265 = Hesiod Shield 182. — Theseus, king of Athens, was the most famous ally of the Lapithae.

ἐπιείκελον: the hiatus between the prep. and the adj. is only apparent, see “ἴκελος” § 14 a.

[266] κάρτιστοι: pred. “these were the mightiest ever born on earth”; cf. “Β 216, 673, καρτίστην δὴ τήν γε μάχην φάτο δύμεναι ἀνδρῶν Ζ” 185 “he said that this was the hardest fight he ever had,” “τοῦ δὴ καλλίστους ἵππους ἴδον Κ” 436 “his horses were the most beautiful I ever saw,” “Η 155, λ 309, 421, μ” 258. — For the repetition of “κάρτιστοι”, cf. that of “πείθεσθαι”, vs. 273 f.; see § 2 p.

δή: doubtless, strengthens the superlative, as often.

[267] μέν: without corresponding “δέ”, as v. 269 and freq. In such cases, it is equiv. to “μήν”.

[268] φηρσίν: cf. “φῆρας Β 743. φήρ” is the Thessalian form of “θήρ” (cf. fera); it is used by Homer only of the centaurs, whose homes were in Thessaly. The centaurs are not described by Homer, but their dual nature (half man, half horse) seems to have been not yet developed in the story.

ἀπόλεσσαν: “ἀπώλεσαν”.

[269] καί: even; const. with “τοῖσιν”. The new thought is introduced by “καί” also vs. 271, 273, with increasing emphasis. — The thought returns to v. 261.

τοῖσιν: the Lapithae. The dat. is governed by “μετά” in composition; see on “πολίων” v. 125.

[270] ἐξ ἀπίης γαίης: from a distant land, explaining “τηλόθεν”.

ἀπίης: cf. 3.49.

καλέσαντο: called to their aid, cf. “αὐτοὶ γάρ σφεας” (Locrians and Phocians) “οἱ Ἕλληνες” (at Thermopylae) “ἐπεκαλέσαντο” Hdt. vii. 203. — Nestor relates other achievements of his youth and strength, 4.318 f., 7.133 ff., 11.670 ff., 23.629 ff.

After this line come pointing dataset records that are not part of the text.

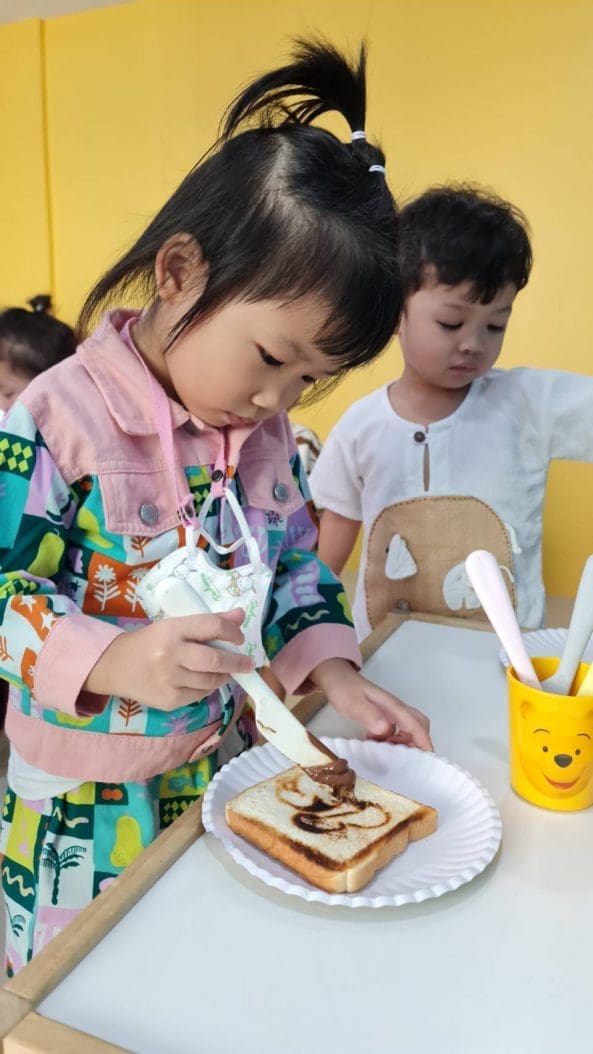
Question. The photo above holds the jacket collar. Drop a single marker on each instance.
(114, 363)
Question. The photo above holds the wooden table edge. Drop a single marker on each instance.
(36, 980)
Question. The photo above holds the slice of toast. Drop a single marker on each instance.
(336, 843)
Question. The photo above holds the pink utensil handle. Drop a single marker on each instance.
(487, 580)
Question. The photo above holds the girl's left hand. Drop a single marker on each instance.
(383, 716)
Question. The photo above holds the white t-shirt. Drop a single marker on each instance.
(495, 447)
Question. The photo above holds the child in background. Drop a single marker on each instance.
(172, 410)
(454, 454)
(31, 342)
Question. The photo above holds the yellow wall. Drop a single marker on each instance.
(495, 91)
(24, 249)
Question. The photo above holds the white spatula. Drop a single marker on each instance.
(489, 586)
(274, 720)
(579, 630)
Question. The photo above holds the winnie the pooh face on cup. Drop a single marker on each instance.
(556, 749)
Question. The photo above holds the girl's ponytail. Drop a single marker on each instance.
(319, 80)
(282, 209)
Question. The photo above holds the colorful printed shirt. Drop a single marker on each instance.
(86, 507)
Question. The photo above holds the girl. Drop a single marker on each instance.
(270, 271)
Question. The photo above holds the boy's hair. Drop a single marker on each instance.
(31, 342)
(283, 209)
(466, 234)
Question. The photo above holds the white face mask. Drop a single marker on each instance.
(220, 589)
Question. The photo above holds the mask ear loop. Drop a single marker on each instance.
(194, 526)
(246, 538)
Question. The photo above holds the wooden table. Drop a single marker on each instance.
(185, 952)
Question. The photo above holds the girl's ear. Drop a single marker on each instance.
(180, 267)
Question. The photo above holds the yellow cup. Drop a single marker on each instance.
(551, 742)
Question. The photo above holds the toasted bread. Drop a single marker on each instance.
(335, 842)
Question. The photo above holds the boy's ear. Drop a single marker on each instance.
(179, 267)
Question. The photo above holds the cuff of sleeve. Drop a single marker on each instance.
(301, 655)
(73, 647)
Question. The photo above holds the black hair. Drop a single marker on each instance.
(281, 209)
(467, 234)
(31, 342)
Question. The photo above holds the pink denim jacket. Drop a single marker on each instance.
(95, 477)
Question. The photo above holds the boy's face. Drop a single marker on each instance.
(449, 340)
(12, 384)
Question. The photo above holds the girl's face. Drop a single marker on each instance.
(12, 384)
(244, 363)
(449, 340)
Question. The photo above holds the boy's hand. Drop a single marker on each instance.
(171, 663)
(383, 716)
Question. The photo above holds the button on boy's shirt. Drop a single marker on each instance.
(496, 447)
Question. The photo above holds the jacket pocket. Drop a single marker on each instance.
(138, 502)
(268, 483)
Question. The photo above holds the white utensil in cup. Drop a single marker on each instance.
(579, 631)
(489, 585)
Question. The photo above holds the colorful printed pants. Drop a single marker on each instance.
(59, 853)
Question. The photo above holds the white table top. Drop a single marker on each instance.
(213, 960)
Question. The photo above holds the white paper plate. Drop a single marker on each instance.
(548, 642)
(468, 836)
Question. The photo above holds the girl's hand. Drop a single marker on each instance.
(170, 663)
(383, 716)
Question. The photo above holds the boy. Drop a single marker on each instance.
(453, 455)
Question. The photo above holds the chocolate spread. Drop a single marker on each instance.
(336, 774)
(334, 817)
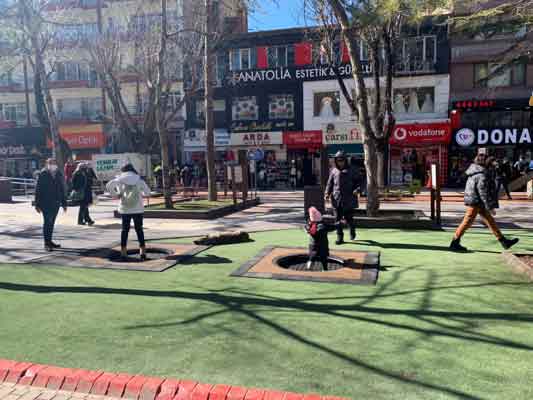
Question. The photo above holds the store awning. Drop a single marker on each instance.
(353, 149)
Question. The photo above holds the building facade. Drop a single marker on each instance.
(276, 93)
(85, 114)
(491, 94)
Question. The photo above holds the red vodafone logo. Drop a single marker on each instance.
(400, 134)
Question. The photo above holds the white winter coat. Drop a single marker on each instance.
(117, 186)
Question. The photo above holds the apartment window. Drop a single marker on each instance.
(241, 59)
(280, 56)
(497, 75)
(281, 106)
(245, 58)
(245, 109)
(219, 105)
(414, 100)
(417, 54)
(13, 112)
(90, 108)
(326, 104)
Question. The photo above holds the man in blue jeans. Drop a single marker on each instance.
(49, 197)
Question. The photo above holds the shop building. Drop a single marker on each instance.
(491, 106)
(22, 151)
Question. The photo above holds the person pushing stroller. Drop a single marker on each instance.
(318, 242)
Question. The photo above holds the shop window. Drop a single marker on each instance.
(498, 75)
(326, 104)
(414, 100)
(281, 106)
(245, 109)
(14, 112)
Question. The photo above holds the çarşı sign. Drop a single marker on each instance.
(341, 134)
(466, 137)
(10, 151)
(408, 134)
(256, 138)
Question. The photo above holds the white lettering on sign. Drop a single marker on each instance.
(283, 74)
(466, 137)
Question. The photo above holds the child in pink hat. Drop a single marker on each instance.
(318, 243)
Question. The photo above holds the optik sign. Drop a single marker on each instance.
(467, 137)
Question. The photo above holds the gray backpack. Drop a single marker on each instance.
(130, 196)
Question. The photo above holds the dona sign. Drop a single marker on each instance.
(495, 137)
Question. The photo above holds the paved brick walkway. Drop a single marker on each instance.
(11, 391)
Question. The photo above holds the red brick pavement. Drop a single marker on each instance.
(27, 381)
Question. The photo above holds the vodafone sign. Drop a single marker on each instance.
(413, 134)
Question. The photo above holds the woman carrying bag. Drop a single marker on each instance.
(130, 189)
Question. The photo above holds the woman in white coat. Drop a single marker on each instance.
(130, 188)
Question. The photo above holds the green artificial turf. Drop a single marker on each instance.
(438, 325)
(194, 205)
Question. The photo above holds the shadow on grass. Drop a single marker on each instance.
(414, 246)
(208, 259)
(244, 304)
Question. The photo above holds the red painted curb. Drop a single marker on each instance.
(134, 387)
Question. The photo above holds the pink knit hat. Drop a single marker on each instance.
(314, 215)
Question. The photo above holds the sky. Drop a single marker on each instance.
(285, 14)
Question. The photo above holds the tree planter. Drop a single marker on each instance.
(213, 213)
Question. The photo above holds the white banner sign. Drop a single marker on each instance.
(256, 138)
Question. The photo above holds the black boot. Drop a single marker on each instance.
(508, 243)
(353, 234)
(455, 245)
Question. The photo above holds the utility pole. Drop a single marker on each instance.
(208, 94)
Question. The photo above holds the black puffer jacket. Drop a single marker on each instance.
(476, 190)
(318, 242)
(50, 191)
(341, 186)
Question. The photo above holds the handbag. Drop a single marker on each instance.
(76, 196)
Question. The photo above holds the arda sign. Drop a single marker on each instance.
(256, 138)
(493, 137)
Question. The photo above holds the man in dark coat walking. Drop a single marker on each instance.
(49, 197)
(479, 200)
(342, 186)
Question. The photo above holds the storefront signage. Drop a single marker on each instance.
(303, 139)
(256, 138)
(493, 137)
(82, 136)
(197, 138)
(11, 151)
(341, 134)
(287, 74)
(412, 134)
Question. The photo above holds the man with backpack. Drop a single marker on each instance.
(49, 197)
(130, 188)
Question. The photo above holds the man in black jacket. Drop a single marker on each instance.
(342, 186)
(49, 197)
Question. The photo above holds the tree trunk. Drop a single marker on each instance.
(209, 117)
(58, 152)
(165, 167)
(160, 111)
(381, 168)
(372, 189)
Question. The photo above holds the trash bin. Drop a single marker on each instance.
(6, 194)
(314, 197)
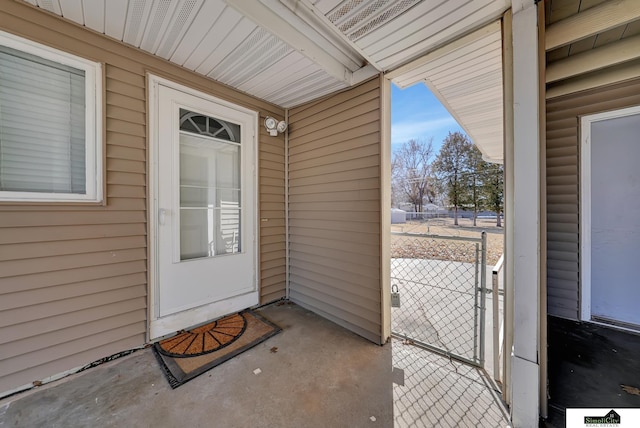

[271] κατ̓ ἔμ̓ αὐτόν: by myself alone, i.e. as a single champion; cf. “κατὰ σφέας Β 366. ἐμαυτόν” is not found in Homer as a single word (§ 24 c).

κείνοισιν: the centaurs.

[272] “οἳ νῦν κτλ”.: who now live as mortals upon the earth.

ἐπιχθόνιοι: equiv. to “ἐπὶ χθονὶ ὄντες”. H. 588. cf. “ἀνέρες . . . ἐπὶ χθονὶ σῖτον ἔδοντες ι” 89.

μαχέοιτο: pres. opt. from “μαχέομαι”, a collateral form of “μάχομαι”, cf. “αἰδεῖσθαι” v. 23 with “αἰδομένω” v. 331.

[273] ξύνιεν: “ξυνίεσαν”, cf. “τράφεν” v. 251 for “ἐτράφησαν”, §§ 26 w, 34 e. — Note the parallelism of the two halves of the verse, cf. v. 79.

[275] ἀγαθός περ ἐών: as v. 131.

ἀποαίρεο [“ἀφαιροῦ”]: syncopated from “ἀποαιρέεο”, § 29 h. It is followed by two accs., as v. 182.

[276] ἔα: sc. “κούρην”.

ὡς πρῶτα: as once, cf. v. 6.

δόσαν: Att. “ἔδωκαν”. See on v. 124.

[277] μήτε θέλε: noli, cf. “Β 247, μηδὲ θεοῖσιν ἶς᾿ ἔθελε φρονέειν Ε” 440 f., 7.111.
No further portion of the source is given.